Then she touched stone, and she was suddenly sure she knew exactly where she was.

The mill. The ruined mill by the stream that passed near the condemned property, which had recently been purchased by Walker’s company. And Lara was here somewhere.

She was right! She heard a soft moan, so weak it was barely audible. She had to force herself to pinpoint the sound—and to move slowly and carefully toward it. Inch by inch. There was a stone object to her left, one of the old grindstones, she thought. She hit metal next and figured it was part of the mechanism. She moved around it with painstaking care.

And then, finally, she hit flesh.

Lara.

She’d found her at last. “Lara!” she said loudly. “Lara, Lara!”

The body stirred.

And then she heard her name.

“Meg! Meg, I knew you’d find me.”

Meg let out a cry of relief and blindly slid her arms around her friend. “Yes, yes, I’m here. We’re going to be okay.”

Yes, they were going to be okay.

As soon as she figured a way out of here.

* * *

Lara had almost no voice left at all. When she spoke, it was in a scratchy whisper. “I don’t know where we are. I was on my way home in DC and I called you. I was afraid because of that girl who’d been killed—her throat slit—I saw a van and I started to dial emergency. But I decided I was being ridiculous. Then I saw a car, a black sedan, and I thought that Walker had sent someone to see that I got home okay. And I walked over to the car and...” She paused for a moment, and the silence frightened Meg, but then she heard her friend draw another breath to continue. “Someone had been sent, all right. I didn’t even see his face before I realized he’d come for me. I ran. I ran but he threw himself on me and then...then I was out, and I woke up here.”

“So you don’t know who it was?” Meg asked with dismay. “Or does it matter? Is Walker’s whole household involved?”

“No, no, I don’t believe so.
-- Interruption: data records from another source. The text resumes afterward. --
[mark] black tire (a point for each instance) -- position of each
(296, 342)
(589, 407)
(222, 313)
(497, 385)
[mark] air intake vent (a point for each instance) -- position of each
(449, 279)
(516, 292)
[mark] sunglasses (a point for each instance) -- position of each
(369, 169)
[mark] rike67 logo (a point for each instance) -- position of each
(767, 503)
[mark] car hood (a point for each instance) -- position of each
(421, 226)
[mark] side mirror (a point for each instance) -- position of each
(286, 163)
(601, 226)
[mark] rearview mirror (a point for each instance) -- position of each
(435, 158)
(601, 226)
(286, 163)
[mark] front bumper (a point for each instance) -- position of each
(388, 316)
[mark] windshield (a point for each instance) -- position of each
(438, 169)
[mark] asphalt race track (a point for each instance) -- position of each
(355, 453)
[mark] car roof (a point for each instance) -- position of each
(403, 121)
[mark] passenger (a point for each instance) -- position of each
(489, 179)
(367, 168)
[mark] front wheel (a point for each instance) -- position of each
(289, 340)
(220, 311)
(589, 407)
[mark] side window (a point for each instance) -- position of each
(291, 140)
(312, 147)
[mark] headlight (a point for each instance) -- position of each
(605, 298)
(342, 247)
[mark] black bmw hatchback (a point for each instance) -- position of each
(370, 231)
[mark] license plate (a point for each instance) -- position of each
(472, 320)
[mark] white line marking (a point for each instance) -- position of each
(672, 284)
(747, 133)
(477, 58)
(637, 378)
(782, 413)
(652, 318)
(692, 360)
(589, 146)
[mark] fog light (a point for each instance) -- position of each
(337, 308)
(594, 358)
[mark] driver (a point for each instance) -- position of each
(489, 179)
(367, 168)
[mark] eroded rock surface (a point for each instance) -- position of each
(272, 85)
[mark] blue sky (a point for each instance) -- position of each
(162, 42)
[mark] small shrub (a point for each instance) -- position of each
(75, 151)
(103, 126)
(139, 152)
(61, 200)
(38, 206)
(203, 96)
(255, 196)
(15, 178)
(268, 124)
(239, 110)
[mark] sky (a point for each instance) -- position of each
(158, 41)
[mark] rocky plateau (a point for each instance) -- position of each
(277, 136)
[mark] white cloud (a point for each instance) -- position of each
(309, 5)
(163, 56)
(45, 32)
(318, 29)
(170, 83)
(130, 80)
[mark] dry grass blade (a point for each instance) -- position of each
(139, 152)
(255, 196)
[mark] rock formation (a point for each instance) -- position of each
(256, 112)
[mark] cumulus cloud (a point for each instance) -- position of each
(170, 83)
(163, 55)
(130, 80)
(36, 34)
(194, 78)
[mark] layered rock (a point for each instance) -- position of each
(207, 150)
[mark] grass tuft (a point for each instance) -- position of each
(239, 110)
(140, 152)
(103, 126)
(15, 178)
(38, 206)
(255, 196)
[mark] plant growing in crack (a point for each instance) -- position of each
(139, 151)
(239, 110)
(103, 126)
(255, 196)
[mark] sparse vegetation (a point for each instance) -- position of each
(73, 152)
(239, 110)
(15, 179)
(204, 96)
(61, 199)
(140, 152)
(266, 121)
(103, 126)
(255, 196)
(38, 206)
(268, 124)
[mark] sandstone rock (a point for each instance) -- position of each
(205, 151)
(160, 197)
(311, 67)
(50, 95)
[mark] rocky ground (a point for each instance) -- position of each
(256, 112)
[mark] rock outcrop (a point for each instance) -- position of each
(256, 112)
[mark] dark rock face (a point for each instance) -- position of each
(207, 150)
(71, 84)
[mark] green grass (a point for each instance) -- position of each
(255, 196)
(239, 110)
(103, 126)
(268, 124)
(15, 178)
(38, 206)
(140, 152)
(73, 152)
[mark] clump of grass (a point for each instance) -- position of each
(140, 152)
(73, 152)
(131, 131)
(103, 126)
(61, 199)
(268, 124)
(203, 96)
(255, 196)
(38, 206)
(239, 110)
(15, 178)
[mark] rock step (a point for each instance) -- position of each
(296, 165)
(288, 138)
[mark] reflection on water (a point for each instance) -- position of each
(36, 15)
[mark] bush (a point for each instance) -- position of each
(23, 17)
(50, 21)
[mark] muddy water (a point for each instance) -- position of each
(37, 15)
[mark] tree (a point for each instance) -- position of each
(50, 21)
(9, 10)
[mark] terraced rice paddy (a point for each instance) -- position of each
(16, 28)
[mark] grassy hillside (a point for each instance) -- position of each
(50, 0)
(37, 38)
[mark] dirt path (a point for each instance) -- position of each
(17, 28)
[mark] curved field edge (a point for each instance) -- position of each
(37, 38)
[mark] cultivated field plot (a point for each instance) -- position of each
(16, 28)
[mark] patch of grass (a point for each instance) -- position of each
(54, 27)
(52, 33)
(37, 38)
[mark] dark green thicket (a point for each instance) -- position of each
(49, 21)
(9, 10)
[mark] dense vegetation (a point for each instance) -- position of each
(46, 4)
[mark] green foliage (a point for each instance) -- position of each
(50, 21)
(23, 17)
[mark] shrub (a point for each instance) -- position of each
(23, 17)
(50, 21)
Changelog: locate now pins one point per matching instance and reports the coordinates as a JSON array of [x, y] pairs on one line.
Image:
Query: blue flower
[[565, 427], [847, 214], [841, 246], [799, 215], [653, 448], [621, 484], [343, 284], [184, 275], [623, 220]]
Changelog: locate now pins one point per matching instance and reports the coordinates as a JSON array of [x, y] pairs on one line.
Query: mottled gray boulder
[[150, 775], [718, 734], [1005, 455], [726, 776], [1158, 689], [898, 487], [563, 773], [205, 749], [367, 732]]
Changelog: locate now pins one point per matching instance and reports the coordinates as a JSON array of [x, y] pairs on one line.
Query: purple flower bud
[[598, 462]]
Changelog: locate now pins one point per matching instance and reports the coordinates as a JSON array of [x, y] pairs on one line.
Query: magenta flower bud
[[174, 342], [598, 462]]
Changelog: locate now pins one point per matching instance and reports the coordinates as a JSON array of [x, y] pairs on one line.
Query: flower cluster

We were in his office late that night—the five of us—fighting about the platform and I said something about how convenient it was that Congressman Hubbard was dead. Ian appeared to be shocked, then everyone was shouting that it was horrible that I could’ve said such a thing. It occurred to me that we’d all been at a picnic with him to benefit a kids’ program the day he died. Maddie was worried about her husband, reminding him about his heart condition. He patted his suit pocket and said he always had his pills with him, he’d be fine. Meg, I’d started to wonder if someone that day had gotten hold of his pills and switched them with something else.”

Lara was shaking as she spoke, her words a hoarse whisper. She was burning up with fever, Meg thought. She had to get them out of here.

Lara seemed to read her mind. “I’ve been all around this place,” she said. “Over and over again. We’re deep in the ground somewhere. There’s no way out. There’s stone in the middle and earthen walls all around. It’s impossible.”

“We’re in the mill,” Meg told her, “the ruins of the old corn mill.”

“What old corn mill?”

“It’s in Gettysburg. We’re in Gettysburg, Pennsylvania. And I know exactly where we are. I wasn’t very far away, searching for you today. No farther than a football field.”

“Gettysburg...” Lara said. “I was in DC and now I’m in Gettysburg... How are we going to get out? We can’t scale the walls. Trust me, I tried. At the beginning, I had a lot more strength. I tried, Meg. I screamed, I yelled, I tested the walls. They’re just dirt, so you can’t crawl up them.”

“There are two of us now, Lara. We can get to that stone in the middle and one of us can climb on the other and—”

“Oh, Meg, I have no strength left! I can barely move.”

“I’ll lift you.”

“I don’t even know if I can stand up.” She struggled to sit, grabbing Meg for support. Meg held her, and Lara groaned. “I was going to ask if you had an aspirin. You don’t even have any clothes. Neither do I. No purse, no aspirin.”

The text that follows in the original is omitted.